Real Cost of the Royal Navy Carriers
The troubled plan for the Royal Navy to deploy two new jump-jet carriers, the largest warships that nation has ever built, may have reached another roadblock. Because of the Obama Administration’s plan to scrap the second Joint Strike Fighter engine for the V/STOL version, rumor has it that the British may decide to go conventional after all and forgo the ski jump for catapults. We see more costs, and more delays. From the Telegraph:
The move, welcomed by many defence analysts and the Royal Navy, will mean that the MoD has wasted £500 million of taxpayers’ money paid to Rolls Royce to develop the highly complex engine to allow vertical take-off similar to the Harrier jump jet…The decision will also have a significant impact on relations with Washington because it will increase the price of the 350 US Marine Corps jump-jet fighters that have been ordered, forcing the US military to ask for money from Congress.
The about-turn will also mean that the first of two 65,000 tonne carriers under construction, HMS Queen Elizabeth, will have to be redesigned with cost penalties. It is possible the recent £1 billion rise to £5 billion for the carriers might by partly attributable to the change of plan.

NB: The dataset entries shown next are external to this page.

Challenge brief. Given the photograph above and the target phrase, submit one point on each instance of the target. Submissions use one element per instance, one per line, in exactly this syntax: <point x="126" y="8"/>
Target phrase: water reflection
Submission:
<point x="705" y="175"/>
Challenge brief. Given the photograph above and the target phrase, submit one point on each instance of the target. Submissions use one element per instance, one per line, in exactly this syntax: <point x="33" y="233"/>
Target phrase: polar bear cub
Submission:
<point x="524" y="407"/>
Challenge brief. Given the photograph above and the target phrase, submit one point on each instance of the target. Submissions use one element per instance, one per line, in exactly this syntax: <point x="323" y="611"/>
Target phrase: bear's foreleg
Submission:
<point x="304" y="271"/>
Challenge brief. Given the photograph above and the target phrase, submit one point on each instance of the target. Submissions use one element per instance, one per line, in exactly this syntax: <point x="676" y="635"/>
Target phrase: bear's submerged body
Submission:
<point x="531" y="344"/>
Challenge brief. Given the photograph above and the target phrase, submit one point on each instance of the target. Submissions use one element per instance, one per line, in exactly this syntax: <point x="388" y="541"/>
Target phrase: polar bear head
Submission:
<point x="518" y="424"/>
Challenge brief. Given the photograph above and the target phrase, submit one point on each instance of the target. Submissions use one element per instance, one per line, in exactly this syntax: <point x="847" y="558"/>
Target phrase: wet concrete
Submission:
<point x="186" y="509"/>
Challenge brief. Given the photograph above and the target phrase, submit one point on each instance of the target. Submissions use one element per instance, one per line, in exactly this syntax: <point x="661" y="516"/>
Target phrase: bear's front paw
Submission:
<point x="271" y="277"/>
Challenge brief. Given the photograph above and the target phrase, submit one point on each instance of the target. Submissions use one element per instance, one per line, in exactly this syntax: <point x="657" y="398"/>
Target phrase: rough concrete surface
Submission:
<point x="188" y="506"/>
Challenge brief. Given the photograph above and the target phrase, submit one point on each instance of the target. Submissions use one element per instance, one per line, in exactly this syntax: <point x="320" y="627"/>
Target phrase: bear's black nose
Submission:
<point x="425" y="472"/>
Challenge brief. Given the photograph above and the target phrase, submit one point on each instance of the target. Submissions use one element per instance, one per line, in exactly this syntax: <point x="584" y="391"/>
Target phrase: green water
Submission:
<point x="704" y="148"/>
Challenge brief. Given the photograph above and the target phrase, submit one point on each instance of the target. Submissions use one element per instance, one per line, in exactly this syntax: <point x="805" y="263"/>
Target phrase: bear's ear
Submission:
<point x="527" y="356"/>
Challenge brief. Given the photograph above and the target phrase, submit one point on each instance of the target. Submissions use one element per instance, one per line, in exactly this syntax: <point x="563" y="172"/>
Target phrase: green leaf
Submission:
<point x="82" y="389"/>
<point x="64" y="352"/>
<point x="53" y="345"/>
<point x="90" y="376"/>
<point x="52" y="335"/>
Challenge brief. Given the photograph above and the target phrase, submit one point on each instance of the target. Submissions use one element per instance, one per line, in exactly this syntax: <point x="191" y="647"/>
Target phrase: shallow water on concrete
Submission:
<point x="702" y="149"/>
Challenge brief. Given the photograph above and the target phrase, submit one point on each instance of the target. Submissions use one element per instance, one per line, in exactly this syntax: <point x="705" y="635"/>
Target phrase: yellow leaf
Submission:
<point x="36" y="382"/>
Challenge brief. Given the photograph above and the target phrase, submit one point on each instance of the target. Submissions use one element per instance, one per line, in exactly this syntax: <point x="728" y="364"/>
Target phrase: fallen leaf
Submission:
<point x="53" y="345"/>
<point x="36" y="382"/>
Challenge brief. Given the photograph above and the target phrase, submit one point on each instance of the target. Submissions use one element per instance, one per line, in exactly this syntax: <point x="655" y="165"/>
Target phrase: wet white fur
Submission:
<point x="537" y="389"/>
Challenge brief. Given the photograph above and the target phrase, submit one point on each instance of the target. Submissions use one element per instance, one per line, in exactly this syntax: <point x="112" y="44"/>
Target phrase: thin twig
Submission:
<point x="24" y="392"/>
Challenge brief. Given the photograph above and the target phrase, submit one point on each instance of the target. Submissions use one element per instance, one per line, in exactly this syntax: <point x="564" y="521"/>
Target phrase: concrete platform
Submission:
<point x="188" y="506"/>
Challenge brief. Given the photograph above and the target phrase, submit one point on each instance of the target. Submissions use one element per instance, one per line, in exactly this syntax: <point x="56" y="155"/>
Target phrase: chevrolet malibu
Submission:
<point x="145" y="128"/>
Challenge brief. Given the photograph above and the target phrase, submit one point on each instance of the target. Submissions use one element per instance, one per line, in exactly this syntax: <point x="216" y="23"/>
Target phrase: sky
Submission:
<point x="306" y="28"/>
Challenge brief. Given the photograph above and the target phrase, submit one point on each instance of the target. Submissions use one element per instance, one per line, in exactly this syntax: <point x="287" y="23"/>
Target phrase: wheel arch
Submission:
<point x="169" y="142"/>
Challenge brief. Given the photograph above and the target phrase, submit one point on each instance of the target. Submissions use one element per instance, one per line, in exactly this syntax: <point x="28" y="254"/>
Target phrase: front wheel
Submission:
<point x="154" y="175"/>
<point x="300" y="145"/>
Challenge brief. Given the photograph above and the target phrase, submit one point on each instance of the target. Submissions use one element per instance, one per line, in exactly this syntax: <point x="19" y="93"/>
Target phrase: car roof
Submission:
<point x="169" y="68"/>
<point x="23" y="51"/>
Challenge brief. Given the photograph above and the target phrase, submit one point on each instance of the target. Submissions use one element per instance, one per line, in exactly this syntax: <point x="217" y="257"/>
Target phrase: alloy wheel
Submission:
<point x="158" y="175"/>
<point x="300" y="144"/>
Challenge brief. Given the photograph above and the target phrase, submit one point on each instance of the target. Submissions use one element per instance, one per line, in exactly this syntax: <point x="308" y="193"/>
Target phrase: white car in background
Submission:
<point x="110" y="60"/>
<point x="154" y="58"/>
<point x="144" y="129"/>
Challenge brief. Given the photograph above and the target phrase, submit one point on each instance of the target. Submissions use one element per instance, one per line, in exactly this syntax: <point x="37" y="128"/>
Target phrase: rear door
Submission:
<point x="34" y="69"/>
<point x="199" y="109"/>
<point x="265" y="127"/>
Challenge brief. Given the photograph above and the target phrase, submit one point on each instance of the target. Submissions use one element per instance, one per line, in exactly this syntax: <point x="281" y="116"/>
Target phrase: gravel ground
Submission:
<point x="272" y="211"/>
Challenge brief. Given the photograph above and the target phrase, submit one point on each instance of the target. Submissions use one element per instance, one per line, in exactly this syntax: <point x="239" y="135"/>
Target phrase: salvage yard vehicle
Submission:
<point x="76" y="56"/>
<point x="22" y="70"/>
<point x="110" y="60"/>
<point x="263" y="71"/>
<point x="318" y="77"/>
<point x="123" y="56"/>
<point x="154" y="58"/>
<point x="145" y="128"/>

Here is where the real cost is factored in. First the British designers were dependent on being able to purchase the F-35B with American help. Now that the US has bowed out on the second engine, it is now placing all hopes on the Americans again:
The decision also comes with some risk as the Navy will be reliant on the Americans developing a new electro-magnetic catapult to launch the fighters off the carrier. “This is a real risk because the new catapult design is a major undertaking. It is not just a widget,” said a defence aviation source. “If it breaks then the planes can’t fly and the carrier is useless.”
This is the EMALS catapult system, reported to be “in serious trouble” of late with its own problems. Now there is something you can base your entire future naval strategy around!